Former Williamsburg County Sheriff Michael Johnson during his federal trial earlier this year (FILE)

Former Williamsburg County Sheriff Michael Johnson during his federal trial earlier this year (FILE)

A former Pee Dee sheriff who is already serving federal prison time for fraud now faces state charges on separate accusations.

The state Attorney General’s Office said Thursday that former Williamsburg County Sheriff Michael Johnson had been indicted on one count of misconduct in office. A former deputy under Johnson’s command, Jason Derek Lyerly, was also indicted on a misconduct charge Thursday.

Johnson was sentenced in March to 30 months in federal prison after a jury found him guilty of creating fake police reports to help a friend’s credit-repair business. He is serving that sentence at a minimum-security facility in West Virginia.

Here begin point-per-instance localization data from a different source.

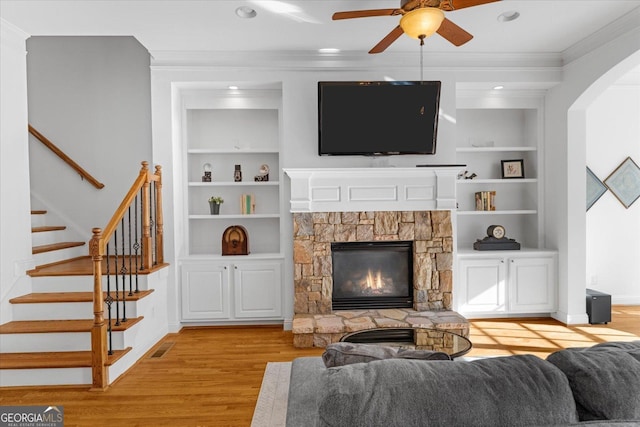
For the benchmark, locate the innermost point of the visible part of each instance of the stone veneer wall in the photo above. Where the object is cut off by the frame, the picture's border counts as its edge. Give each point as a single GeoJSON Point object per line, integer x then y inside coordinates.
{"type": "Point", "coordinates": [313, 233]}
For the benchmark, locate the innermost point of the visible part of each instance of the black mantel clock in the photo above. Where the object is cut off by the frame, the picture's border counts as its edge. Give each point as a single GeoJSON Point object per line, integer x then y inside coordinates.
{"type": "Point", "coordinates": [496, 240]}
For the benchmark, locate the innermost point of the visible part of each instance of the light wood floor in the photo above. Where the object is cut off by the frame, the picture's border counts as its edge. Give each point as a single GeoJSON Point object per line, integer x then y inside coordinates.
{"type": "Point", "coordinates": [212, 376]}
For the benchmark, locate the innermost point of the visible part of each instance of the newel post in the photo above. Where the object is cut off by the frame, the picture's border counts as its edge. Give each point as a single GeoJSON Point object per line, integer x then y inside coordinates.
{"type": "Point", "coordinates": [99, 372]}
{"type": "Point", "coordinates": [159, 218]}
{"type": "Point", "coordinates": [147, 256]}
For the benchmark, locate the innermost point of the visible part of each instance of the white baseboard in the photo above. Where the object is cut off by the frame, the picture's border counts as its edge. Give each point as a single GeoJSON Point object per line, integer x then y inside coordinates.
{"type": "Point", "coordinates": [625, 299]}
{"type": "Point", "coordinates": [571, 319]}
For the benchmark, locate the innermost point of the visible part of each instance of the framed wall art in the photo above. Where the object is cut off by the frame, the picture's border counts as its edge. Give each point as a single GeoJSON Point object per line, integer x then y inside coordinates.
{"type": "Point", "coordinates": [512, 168]}
{"type": "Point", "coordinates": [624, 182]}
{"type": "Point", "coordinates": [595, 188]}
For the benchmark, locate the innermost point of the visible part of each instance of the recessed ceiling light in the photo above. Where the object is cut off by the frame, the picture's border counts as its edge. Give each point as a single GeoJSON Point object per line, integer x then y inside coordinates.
{"type": "Point", "coordinates": [329, 50]}
{"type": "Point", "coordinates": [511, 15]}
{"type": "Point", "coordinates": [246, 12]}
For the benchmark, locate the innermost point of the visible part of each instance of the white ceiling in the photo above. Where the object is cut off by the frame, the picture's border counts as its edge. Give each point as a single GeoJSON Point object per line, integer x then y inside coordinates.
{"type": "Point", "coordinates": [544, 26]}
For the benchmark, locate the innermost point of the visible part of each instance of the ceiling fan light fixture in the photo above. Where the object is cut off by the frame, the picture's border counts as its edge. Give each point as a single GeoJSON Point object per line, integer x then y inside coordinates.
{"type": "Point", "coordinates": [422, 22]}
{"type": "Point", "coordinates": [509, 16]}
{"type": "Point", "coordinates": [246, 12]}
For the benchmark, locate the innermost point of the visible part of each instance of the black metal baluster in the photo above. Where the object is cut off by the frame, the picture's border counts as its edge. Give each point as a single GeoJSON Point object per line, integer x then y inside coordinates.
{"type": "Point", "coordinates": [109, 300]}
{"type": "Point", "coordinates": [142, 218]}
{"type": "Point", "coordinates": [130, 254]}
{"type": "Point", "coordinates": [115, 251]}
{"type": "Point", "coordinates": [136, 244]}
{"type": "Point", "coordinates": [123, 270]}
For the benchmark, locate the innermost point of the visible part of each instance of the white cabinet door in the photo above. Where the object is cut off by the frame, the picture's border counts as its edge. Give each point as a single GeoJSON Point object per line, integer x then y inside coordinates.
{"type": "Point", "coordinates": [532, 285]}
{"type": "Point", "coordinates": [257, 289]}
{"type": "Point", "coordinates": [482, 286]}
{"type": "Point", "coordinates": [205, 291]}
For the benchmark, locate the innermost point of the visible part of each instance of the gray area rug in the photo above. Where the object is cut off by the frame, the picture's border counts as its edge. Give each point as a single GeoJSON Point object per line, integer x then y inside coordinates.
{"type": "Point", "coordinates": [271, 407]}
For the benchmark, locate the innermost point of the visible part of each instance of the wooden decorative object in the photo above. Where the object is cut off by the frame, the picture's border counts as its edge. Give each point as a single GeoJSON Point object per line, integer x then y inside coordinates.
{"type": "Point", "coordinates": [235, 241]}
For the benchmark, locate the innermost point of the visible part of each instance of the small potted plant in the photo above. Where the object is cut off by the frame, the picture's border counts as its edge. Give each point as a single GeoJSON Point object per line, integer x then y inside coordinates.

Prosecutors accused Johnson last year of filing at least 245 false police reports over an 18-month period to help customers of credit repair firm FIG Investments, LLC. The incident reports made it appear that FIG Investment customers had been the victims of identity theft, leading the credit rating bureau Equifax to improve those “victims’” credit scores.

The indictment released Thursday deals with a separate issue. It claims Johnson used sheriff’s department money to buy and repair a “Gator” utility vehicle and an “Arctic Cat” all-terrain vehicle for his personal use. The indictments further state the then-sheriff also gave the vehicle to Lyerly to use.

Both men face up to 10 years in state prison if convicted.

Johnson was first elected as a Democrat in rural Williamsburg County in 2010, but had been with the department for 11 years before that. He was suspended from office shortly after the federal charges against him were announced in February 2014.